Ester Terracina, ragazza argentina d’origine italiana inabissata dentro la lista infinita dei desaparecidos; Eschilo Licursi, sindacalista molisano in lotta per la dignità dei contadini della sua terra che viene poi dimenticato dal suo partito; Valentin Rakar, regista sovietico esiliato a Roma dove vaneggia un impossibile ritorno alla sua terra e alla sua famiglia; Pietro Migliorisi, prima poeta littoriano poi giornalista, prima fascista entusiasta poi comunista, sempre entusiasta, infine montaliano per sempre; Retta Rauch, scrittrice e poeta che mai pubblicò un rigo, donna infelice in un’epoca di liberazione dei costumi; infine Kauder, diplomatico prussiano nella Roma d’inizio Ottocento, innamorato della decadenza capitolina più d’ogni altra cosa. Dietro, dentro questi personaggi s’insinuano frammenti d’esistenze reali, uomini e donne piegati dalla Storia; lettere, versi, riflessioni dove, prima di tutto, si fa esperienza della sconfitta, del dolore. È abile l’autore a seminare parole che cambiano di bocca ma che restituiscono un senso reale a una vita inventata, sorveglia il suo tragitto durante ognuno dei racconti, ci mette a parte del corpo a corpo spirituale che ognuna di queste esistenze generano in lui.
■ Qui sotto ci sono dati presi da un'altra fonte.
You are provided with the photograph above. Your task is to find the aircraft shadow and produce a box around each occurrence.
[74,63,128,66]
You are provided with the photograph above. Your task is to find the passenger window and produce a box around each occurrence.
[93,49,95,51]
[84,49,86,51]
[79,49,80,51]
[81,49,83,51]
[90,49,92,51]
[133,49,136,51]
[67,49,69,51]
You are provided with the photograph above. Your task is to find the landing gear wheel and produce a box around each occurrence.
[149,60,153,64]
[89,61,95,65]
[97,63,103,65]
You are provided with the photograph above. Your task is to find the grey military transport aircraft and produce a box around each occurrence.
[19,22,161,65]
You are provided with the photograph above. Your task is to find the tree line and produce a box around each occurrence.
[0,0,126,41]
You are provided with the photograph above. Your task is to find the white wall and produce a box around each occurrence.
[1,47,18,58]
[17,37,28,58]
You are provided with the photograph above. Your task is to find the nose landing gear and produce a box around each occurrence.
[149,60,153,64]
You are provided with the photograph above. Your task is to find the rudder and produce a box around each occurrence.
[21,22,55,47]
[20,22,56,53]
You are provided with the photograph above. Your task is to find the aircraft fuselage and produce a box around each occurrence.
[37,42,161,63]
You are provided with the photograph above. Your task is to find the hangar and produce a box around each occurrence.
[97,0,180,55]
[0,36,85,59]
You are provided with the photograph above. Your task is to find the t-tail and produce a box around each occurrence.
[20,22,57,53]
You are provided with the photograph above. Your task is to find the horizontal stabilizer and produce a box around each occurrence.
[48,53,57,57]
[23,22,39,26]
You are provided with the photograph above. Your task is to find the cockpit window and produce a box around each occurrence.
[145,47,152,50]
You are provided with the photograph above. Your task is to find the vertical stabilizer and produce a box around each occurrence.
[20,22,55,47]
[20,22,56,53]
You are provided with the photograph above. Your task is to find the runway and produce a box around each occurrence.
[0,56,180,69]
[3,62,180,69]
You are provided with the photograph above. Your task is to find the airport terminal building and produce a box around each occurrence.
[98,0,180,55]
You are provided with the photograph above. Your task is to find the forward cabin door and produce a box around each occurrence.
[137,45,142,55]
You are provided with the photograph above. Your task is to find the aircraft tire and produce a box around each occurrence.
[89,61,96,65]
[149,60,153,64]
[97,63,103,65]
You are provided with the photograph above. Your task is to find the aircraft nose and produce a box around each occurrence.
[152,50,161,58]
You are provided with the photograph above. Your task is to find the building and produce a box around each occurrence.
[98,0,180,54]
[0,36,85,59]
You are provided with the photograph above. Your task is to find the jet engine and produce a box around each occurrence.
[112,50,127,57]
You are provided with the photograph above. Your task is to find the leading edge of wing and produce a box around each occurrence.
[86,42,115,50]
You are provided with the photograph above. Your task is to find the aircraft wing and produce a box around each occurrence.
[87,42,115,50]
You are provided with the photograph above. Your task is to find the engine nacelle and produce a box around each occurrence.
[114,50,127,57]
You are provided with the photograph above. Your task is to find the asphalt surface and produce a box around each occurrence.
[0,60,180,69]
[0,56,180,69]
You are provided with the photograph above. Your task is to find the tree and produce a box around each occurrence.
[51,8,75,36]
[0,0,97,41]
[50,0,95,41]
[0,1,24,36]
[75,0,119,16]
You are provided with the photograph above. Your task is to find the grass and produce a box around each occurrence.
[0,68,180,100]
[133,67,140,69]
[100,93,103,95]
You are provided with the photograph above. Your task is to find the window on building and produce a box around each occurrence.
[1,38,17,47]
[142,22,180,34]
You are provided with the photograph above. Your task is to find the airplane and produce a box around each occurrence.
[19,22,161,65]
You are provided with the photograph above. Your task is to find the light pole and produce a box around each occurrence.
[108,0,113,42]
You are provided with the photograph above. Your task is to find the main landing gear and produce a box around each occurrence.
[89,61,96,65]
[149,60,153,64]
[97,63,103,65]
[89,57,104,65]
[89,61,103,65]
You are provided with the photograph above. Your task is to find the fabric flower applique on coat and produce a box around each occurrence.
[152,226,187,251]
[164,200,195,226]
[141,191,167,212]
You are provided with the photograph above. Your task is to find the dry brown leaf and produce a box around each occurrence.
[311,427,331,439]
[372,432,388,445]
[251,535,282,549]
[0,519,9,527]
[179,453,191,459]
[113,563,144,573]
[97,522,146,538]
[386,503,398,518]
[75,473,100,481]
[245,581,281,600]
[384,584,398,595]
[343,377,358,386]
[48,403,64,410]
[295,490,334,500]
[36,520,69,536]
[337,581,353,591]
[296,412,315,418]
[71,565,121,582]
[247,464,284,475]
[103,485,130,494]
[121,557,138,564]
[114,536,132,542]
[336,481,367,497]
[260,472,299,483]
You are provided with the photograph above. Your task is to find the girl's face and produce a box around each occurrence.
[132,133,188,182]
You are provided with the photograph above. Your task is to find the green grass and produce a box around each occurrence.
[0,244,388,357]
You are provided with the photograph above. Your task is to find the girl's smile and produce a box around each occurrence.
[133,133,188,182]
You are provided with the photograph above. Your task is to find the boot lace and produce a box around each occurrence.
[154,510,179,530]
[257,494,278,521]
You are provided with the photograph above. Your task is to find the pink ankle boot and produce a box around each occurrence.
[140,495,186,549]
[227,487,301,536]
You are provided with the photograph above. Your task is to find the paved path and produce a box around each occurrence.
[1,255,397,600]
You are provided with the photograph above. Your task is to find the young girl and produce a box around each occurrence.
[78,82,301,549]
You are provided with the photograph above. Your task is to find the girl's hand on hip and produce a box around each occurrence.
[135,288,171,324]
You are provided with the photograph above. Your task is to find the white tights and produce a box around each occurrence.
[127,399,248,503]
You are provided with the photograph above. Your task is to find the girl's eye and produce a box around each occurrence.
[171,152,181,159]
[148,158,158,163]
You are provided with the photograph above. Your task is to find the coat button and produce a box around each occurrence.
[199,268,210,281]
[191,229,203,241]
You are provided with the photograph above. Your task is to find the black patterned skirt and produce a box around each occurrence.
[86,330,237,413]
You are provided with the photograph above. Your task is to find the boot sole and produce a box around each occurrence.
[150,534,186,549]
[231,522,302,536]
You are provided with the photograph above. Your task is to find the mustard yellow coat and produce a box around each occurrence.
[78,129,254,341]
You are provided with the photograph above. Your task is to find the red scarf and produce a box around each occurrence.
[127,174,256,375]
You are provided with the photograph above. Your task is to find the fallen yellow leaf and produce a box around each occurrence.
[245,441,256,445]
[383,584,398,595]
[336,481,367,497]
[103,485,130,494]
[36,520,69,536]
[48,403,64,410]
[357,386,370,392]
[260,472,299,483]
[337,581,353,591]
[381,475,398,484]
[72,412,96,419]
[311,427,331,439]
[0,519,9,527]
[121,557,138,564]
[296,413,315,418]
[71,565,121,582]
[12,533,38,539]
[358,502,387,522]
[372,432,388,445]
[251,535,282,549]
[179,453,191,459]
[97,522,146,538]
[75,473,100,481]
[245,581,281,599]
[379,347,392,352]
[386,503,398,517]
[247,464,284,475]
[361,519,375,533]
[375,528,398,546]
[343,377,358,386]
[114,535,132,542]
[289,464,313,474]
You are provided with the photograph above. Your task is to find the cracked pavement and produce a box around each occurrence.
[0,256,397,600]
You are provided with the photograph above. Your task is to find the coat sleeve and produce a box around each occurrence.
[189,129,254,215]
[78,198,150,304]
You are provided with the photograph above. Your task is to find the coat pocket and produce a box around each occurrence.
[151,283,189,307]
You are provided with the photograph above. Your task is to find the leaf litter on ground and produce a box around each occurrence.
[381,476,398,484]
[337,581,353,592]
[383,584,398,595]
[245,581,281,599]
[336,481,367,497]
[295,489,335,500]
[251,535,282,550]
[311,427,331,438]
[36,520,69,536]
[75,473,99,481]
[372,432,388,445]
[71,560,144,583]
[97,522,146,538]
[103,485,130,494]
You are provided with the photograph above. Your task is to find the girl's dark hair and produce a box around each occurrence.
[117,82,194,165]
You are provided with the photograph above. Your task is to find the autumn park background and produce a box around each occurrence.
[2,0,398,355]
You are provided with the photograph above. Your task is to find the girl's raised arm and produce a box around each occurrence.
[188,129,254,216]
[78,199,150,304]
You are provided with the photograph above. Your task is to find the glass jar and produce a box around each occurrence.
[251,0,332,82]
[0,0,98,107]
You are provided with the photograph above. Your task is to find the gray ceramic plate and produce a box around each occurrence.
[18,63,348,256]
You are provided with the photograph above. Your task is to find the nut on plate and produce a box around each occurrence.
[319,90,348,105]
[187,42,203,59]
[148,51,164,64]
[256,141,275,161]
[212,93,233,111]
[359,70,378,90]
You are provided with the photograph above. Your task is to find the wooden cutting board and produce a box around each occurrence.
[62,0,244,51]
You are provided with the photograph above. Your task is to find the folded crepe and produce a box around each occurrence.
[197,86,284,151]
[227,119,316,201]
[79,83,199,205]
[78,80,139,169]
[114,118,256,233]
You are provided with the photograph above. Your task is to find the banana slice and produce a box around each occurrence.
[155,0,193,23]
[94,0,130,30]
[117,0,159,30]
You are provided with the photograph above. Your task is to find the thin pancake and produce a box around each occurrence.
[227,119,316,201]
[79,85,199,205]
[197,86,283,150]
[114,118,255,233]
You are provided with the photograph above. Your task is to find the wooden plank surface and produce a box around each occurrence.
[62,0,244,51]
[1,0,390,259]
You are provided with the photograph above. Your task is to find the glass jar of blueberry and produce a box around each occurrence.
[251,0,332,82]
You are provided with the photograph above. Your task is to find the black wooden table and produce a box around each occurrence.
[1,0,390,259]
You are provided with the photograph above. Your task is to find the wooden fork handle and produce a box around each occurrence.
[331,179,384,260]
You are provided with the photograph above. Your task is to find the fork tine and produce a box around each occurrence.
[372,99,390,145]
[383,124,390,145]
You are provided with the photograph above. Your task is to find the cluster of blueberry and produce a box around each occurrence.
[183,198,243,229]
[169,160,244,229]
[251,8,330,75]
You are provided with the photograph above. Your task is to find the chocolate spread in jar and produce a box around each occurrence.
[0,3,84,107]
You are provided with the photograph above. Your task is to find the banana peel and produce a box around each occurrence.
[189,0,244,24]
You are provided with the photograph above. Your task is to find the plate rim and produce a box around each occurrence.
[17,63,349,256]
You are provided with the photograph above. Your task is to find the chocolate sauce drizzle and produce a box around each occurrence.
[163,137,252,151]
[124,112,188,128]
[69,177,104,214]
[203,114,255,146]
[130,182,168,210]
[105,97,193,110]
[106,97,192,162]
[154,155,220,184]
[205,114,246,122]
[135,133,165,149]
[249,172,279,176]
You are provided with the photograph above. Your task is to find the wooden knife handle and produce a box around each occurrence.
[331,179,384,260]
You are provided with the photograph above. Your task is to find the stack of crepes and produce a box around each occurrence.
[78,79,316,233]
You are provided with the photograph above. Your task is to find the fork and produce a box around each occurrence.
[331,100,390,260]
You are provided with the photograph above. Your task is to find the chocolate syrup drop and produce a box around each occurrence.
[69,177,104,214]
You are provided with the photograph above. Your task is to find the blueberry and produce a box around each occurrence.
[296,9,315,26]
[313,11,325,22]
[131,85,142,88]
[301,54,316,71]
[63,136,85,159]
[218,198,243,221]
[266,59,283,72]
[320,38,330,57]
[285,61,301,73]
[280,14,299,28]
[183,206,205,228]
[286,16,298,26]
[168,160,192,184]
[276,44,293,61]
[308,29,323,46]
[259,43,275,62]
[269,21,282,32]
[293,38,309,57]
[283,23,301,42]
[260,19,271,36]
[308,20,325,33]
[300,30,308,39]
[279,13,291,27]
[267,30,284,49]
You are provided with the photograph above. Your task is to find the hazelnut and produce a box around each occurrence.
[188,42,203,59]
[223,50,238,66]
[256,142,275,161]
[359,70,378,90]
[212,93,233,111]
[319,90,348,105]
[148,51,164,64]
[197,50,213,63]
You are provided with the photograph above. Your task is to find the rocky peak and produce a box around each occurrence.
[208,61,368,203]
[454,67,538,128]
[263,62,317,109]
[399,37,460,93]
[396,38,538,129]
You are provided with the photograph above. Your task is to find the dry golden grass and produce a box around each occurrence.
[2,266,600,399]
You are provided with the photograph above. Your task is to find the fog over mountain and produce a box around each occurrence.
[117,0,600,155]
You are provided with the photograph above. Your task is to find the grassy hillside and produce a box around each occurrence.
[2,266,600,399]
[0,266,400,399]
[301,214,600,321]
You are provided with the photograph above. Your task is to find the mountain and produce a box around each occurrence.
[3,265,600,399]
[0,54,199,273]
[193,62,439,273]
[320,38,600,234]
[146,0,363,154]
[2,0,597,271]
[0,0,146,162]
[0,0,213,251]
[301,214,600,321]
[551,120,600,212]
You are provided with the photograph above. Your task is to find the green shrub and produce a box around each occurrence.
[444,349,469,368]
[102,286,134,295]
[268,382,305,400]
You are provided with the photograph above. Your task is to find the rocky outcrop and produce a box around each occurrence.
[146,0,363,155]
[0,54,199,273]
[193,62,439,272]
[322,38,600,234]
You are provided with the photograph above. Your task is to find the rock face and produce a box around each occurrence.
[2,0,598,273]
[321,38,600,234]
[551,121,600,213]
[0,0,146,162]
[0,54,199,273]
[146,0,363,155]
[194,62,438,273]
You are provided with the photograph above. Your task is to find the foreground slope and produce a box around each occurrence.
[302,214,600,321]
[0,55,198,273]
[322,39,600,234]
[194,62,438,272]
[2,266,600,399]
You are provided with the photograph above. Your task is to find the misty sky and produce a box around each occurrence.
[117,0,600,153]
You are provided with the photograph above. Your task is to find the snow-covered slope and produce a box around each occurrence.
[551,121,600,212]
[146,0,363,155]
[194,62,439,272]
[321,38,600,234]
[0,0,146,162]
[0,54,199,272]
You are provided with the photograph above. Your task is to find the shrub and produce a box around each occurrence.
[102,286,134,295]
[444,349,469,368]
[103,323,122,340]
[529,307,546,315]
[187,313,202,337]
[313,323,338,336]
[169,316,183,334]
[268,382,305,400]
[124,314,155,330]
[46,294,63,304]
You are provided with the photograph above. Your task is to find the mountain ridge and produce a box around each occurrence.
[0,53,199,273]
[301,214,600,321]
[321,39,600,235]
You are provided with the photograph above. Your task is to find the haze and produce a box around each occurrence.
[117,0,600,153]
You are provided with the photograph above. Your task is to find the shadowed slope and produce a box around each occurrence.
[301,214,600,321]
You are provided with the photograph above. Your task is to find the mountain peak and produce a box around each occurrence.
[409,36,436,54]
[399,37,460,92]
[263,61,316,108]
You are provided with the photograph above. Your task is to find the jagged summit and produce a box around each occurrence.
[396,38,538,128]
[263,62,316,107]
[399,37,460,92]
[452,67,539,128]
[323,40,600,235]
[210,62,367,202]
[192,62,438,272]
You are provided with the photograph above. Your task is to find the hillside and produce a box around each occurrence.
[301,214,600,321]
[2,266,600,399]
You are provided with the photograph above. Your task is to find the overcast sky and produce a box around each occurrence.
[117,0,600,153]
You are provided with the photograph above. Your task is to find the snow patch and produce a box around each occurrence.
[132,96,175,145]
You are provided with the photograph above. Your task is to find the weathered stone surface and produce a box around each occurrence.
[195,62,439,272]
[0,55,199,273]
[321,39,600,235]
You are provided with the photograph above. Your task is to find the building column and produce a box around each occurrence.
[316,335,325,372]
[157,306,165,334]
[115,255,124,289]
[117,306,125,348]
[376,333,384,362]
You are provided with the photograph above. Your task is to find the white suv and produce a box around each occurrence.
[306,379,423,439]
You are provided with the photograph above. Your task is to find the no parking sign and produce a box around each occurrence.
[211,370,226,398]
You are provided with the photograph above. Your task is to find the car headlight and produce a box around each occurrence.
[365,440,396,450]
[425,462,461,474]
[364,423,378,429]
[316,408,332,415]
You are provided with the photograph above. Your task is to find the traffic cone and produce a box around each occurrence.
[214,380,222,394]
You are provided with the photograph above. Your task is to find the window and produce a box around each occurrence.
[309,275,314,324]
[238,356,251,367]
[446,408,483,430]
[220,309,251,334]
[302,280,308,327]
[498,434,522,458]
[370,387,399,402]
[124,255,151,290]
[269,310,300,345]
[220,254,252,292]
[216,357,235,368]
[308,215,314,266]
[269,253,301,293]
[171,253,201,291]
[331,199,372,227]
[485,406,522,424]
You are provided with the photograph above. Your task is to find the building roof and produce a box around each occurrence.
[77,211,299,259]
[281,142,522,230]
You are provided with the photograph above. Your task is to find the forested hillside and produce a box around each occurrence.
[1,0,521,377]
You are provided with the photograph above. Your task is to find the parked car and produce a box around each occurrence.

Con le carte dell`archivio coniugate all’invenzione, Orecchio fa migrare tratti e pensieri di Andrej Tarkovskij in Valentin Rakar, il pensiero e l’opera di Wilhelm von Humboldt nella vita di Kauder, e ancor meglio gli riesce l’operazione nelle altre quattro biografie manipolate, dove memorie di famiglia e pratica da bravo storico compiono un piccolo prodigio narrativo, sostenuto da una lingua sempre elaborata che a scarti improvvisi ci porta sull`abisso di cui hanno fatto esperienza le tipologie umane che Città distrutte ben illumina. Da germanista Orecchio sa che i suoi ritratti sono prossimi a quelli di Gli emigrati di W.G. Sebald, senza sfigurare.